Criado à imagem de Deus, o homem tem o papel de orientar toda a criação na direção da adoração ao Criador. Por isso, o culto a Deus nunca é, nas Sagradas Escrituras, um culto simplesmente natural ou simplesmente interior, mas sempre densamente cultural — envolvido com o trabalho e a arte humanos, no sentido mais amplo — e, por isso, densamente exterior. Quando apresentava o seu trigo e seu cordeiro, o hebreu sob a Antiga Lei não colocava diante de Deus meros frutos da natureza, mas resultados de um intenso trabalho agrícola e pecuário, e o trazia ao altar, no Tabernáculo ou no Templo, com o qual o esmero humano honrava ao Criador.

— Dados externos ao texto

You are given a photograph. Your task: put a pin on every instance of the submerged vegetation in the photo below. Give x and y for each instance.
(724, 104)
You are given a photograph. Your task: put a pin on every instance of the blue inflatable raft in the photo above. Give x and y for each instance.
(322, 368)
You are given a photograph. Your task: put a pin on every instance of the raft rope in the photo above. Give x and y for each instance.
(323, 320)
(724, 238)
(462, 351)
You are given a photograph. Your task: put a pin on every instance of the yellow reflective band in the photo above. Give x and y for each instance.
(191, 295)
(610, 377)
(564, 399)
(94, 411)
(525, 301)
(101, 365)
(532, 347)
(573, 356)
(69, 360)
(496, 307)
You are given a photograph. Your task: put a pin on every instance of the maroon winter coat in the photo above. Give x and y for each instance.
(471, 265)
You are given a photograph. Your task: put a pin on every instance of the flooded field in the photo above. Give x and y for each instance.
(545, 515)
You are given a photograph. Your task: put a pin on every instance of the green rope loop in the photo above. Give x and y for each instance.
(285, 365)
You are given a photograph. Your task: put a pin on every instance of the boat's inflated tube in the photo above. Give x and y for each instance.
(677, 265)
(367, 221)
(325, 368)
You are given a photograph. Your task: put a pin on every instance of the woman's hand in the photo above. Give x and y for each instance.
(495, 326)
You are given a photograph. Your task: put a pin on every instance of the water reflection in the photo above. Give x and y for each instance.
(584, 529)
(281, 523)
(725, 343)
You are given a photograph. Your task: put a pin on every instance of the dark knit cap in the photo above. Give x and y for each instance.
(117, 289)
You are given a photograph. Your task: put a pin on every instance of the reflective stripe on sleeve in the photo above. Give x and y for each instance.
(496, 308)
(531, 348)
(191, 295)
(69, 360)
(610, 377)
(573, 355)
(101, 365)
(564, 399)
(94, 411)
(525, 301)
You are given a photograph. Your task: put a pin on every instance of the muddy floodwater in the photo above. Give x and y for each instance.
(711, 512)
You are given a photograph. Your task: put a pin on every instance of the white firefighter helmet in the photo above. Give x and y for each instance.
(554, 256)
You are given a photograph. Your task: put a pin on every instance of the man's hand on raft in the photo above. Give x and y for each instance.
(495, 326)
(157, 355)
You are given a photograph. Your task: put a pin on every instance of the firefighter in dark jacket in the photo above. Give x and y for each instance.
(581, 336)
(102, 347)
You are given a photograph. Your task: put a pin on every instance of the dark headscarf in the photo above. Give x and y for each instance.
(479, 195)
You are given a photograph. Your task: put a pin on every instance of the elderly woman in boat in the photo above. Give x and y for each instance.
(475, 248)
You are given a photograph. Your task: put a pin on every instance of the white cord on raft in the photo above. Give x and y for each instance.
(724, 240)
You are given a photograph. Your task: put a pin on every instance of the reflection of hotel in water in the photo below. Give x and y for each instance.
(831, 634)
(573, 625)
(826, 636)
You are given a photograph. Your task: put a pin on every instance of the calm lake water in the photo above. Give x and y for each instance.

Por um lado, só por existir e resplandecer a glória do Criador, cada criatura já o honra; por outro, “recolhida” pelo homem, ela pode participar de uma adoração mais profunda e rica. De fato, isso ocorre mesmo quando a criatura não é colocada, digamos, em um sacrifício propriamente dito. Se ela permite a subsistência do homem enquanto adorador, ela serve de maneira mais explícita ao seu propósito transcendente. Quando, seguindo o exemplo de Cristo e dos apóstolos, damos graças pelos alimentos antes de recebe-los, reconhecemos em Deus tanto a cuidadosa providência quanto a primazia em inserir um sentido sagrado naquilo que é fruto de trabalho humano: a Escritura declara que esses alimentos são santificados pela oração (1Tm. 4:4-5). Por isso também, a Escritura, seguindo o costume judaico, considera essas orações também de bênçãos, b’rachot (cf. Mc. 6:41; 8:7). Pois Deus abençoa o alimento, com multiplicação, em função do homem, e essa é a promessa mosaica: “Bendito o teu cesto e a tua amassadeira. (Dt. 28:7).

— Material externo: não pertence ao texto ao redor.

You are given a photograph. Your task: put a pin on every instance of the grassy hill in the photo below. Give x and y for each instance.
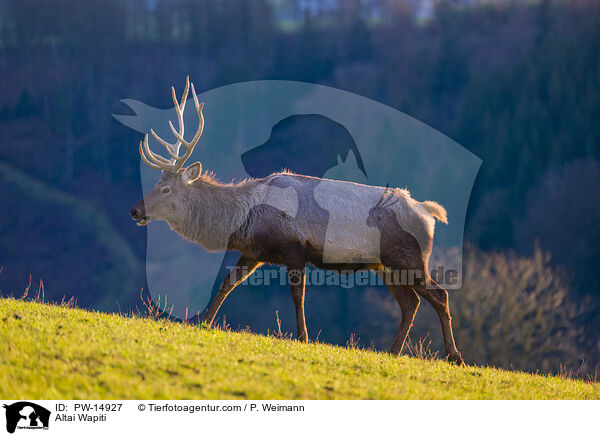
(56, 352)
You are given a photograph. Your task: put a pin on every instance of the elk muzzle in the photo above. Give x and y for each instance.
(138, 213)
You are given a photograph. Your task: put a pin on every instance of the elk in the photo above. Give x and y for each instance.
(284, 219)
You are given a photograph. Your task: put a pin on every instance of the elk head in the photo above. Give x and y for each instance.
(165, 198)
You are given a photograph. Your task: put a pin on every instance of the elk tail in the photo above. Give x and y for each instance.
(436, 210)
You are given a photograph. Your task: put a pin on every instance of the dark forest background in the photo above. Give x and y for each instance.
(515, 82)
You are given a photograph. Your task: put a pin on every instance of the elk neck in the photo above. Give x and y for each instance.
(211, 211)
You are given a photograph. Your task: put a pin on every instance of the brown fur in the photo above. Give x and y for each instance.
(206, 211)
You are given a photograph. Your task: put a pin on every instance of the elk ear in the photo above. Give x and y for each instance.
(191, 173)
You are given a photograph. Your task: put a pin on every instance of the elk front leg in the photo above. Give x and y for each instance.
(237, 275)
(297, 280)
(438, 298)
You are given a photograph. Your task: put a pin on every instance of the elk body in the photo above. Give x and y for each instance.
(284, 219)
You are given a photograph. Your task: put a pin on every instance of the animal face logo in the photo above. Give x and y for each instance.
(253, 129)
(26, 415)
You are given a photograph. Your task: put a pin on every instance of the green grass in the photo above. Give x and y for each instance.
(55, 352)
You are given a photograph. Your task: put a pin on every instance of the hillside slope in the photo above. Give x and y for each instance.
(55, 352)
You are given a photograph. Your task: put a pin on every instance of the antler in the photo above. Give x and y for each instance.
(158, 162)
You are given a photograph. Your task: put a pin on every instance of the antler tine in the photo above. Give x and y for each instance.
(173, 148)
(155, 158)
(145, 159)
(191, 144)
(157, 161)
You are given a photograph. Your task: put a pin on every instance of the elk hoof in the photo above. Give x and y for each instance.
(456, 359)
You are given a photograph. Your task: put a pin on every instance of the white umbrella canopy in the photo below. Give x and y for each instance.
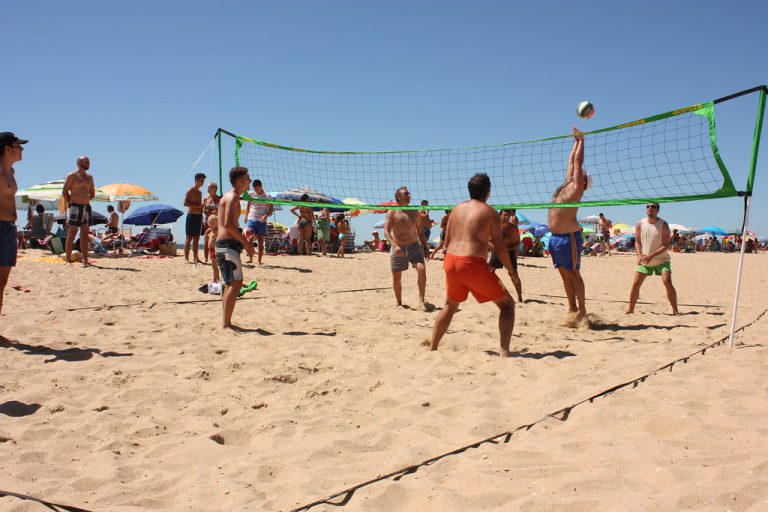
(679, 227)
(52, 191)
(591, 219)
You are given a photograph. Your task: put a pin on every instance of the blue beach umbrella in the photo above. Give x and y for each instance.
(713, 230)
(153, 214)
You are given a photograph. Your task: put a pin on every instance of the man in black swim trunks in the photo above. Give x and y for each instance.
(511, 237)
(78, 192)
(10, 153)
(230, 242)
(193, 200)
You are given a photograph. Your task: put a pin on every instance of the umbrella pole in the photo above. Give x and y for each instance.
(738, 274)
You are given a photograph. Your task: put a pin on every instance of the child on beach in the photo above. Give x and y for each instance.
(342, 226)
(210, 238)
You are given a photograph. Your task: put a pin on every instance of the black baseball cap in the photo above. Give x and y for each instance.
(9, 138)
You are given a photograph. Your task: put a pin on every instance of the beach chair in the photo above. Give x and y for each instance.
(40, 229)
(151, 239)
(275, 241)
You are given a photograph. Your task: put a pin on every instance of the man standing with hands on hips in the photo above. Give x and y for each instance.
(78, 192)
(10, 153)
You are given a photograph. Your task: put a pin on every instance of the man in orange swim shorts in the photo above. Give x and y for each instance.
(471, 225)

Certos objetos e lugares seriam, por isso, abençoados, consagrados, dedicados a Deus, de maneira especial, para cumprir aquilo que é propósito de toda a criação. Tais objetos seriam imbuídos da presença divina e tomados como posse exclusiva de Deus, seriam santos e tudo o que os tocasse seria também santo: o altar, as ofertas, etc. (cf. Êx 29:37; Lv. 6:15-18,25-27). No Novo Testamento, igualmente objetos são veículos de cura divina, como a roupa de Cristo e os lenços de Paulo (Mc. 6:52; ; At. 19:11-12), assim como o óleo (Mc. 6:13; Tg. 5:14-15), através do qual Deus concede também o perdão dos pecados.

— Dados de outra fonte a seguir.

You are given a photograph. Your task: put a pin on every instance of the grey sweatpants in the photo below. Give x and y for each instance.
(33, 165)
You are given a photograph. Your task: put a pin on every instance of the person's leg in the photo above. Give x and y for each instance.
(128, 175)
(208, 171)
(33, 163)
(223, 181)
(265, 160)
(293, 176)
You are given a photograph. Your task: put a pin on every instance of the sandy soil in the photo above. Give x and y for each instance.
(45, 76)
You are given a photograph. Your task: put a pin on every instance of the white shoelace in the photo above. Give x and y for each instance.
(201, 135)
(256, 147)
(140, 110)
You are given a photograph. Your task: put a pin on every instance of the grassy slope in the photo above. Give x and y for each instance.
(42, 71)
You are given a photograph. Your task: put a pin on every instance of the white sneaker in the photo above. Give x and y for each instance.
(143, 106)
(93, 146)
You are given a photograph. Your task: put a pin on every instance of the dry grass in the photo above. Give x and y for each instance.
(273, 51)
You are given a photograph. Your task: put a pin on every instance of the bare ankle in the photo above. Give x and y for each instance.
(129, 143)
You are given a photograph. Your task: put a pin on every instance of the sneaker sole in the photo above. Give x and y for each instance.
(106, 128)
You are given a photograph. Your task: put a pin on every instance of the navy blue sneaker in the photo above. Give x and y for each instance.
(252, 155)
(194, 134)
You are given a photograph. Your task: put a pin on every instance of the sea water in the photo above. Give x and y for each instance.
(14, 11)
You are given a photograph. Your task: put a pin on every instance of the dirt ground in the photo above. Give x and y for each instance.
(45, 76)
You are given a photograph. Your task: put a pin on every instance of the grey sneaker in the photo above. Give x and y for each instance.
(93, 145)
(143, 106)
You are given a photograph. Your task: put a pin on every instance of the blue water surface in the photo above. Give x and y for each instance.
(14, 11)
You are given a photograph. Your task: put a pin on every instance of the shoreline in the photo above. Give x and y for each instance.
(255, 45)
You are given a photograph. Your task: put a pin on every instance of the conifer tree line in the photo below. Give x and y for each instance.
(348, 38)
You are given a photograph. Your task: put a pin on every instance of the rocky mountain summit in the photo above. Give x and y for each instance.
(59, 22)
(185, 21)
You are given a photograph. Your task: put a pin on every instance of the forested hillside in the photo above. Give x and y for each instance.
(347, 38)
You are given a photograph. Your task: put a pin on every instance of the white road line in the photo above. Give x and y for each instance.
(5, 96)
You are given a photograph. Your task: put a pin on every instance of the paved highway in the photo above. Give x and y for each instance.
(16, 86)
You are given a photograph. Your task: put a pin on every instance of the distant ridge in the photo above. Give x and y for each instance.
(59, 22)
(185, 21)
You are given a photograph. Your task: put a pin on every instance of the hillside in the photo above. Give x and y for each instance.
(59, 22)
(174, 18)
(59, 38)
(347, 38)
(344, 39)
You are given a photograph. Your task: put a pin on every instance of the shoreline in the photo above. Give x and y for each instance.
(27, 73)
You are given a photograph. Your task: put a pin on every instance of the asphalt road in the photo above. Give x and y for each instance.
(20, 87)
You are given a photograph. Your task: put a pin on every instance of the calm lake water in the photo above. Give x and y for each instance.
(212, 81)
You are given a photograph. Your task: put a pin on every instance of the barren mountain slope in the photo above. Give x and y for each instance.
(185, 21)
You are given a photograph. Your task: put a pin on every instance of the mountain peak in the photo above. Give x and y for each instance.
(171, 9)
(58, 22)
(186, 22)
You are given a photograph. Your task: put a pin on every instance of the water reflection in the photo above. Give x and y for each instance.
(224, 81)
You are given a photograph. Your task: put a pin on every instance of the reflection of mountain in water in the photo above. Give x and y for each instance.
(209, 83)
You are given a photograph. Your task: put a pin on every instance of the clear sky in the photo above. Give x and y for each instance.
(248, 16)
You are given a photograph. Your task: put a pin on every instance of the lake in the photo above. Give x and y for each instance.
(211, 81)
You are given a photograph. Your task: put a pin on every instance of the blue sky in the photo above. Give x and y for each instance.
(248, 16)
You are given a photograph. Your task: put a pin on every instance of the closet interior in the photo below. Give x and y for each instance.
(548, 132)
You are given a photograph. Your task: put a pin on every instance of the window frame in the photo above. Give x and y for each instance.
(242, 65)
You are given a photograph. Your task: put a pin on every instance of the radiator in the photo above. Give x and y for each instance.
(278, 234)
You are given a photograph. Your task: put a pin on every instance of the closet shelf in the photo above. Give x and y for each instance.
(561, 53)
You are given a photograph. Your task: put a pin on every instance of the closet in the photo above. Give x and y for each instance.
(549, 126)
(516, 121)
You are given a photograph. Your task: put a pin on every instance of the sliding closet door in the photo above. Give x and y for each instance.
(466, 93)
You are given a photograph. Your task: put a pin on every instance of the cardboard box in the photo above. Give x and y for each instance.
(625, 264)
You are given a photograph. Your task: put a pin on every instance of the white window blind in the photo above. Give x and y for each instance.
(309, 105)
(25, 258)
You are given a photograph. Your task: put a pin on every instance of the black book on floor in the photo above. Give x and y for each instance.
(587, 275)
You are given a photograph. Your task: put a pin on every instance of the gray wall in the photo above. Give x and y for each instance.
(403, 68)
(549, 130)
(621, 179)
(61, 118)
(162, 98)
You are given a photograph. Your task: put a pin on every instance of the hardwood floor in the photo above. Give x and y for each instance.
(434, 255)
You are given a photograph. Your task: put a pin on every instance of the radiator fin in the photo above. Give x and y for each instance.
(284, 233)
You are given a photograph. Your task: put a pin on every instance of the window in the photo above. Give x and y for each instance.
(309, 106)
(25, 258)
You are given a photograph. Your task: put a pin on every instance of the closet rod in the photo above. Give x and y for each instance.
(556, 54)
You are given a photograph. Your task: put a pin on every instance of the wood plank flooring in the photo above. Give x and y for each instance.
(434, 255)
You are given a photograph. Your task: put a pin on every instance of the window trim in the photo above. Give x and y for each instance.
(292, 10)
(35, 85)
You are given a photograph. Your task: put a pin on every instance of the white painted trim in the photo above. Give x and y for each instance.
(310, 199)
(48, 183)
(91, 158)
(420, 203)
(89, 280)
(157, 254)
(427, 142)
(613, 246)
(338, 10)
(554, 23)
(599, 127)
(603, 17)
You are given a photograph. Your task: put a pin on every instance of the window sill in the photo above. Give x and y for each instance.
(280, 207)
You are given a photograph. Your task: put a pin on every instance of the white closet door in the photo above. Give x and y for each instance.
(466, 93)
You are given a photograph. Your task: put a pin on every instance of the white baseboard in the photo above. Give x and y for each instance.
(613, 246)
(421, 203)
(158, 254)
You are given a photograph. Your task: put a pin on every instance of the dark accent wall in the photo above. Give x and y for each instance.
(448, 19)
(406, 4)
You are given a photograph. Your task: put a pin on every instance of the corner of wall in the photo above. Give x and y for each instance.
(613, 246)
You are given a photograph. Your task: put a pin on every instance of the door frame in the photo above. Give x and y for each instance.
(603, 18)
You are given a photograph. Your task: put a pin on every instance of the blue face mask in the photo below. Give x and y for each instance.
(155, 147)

O exemplo supremo da “bênção” concedida a objetos é a Eucaristia. Seguido o padrão das bênçãos que levaram ao milagre da multiplicação (Mc. 6:41; 8:7), Cristo institui a Eucaristia como um ato de bênção a elementos para um tipo diferente de multiplicação (14:22). Por isso, o apóstolo Paulo se remete especificamente ao ato litúrgico de “abençoar” o “cálice de bênção”: “Porventura o cálice de bênção que abençoamos, não é a comunhão do sangue de Cristo? O pão que partimos, não é porventura a comunhão do corpo de Cristo? Pois nós, embora muitos, somos um só pão, um só corpo; porque todos participamos de um mesmo pão. “ (1Co. 10:16-17).

Uma espiritualidade puramente cartesiana, puramente dualista, puramente racionalista, separando demais a matéria e o espírito, res extensa e res cogitans, é incapaz de abraçar esse mistério. Parece-lhe escândalo, parece-lhe superstição, mas a verdade é que o Deus das Sagradas Escrituras, o Deus Pai do nosso Senhor Jesus Cristo, é o Deus Criador dos céus e da terra, e nada há que possa escapar ao seu toque e à sua presença.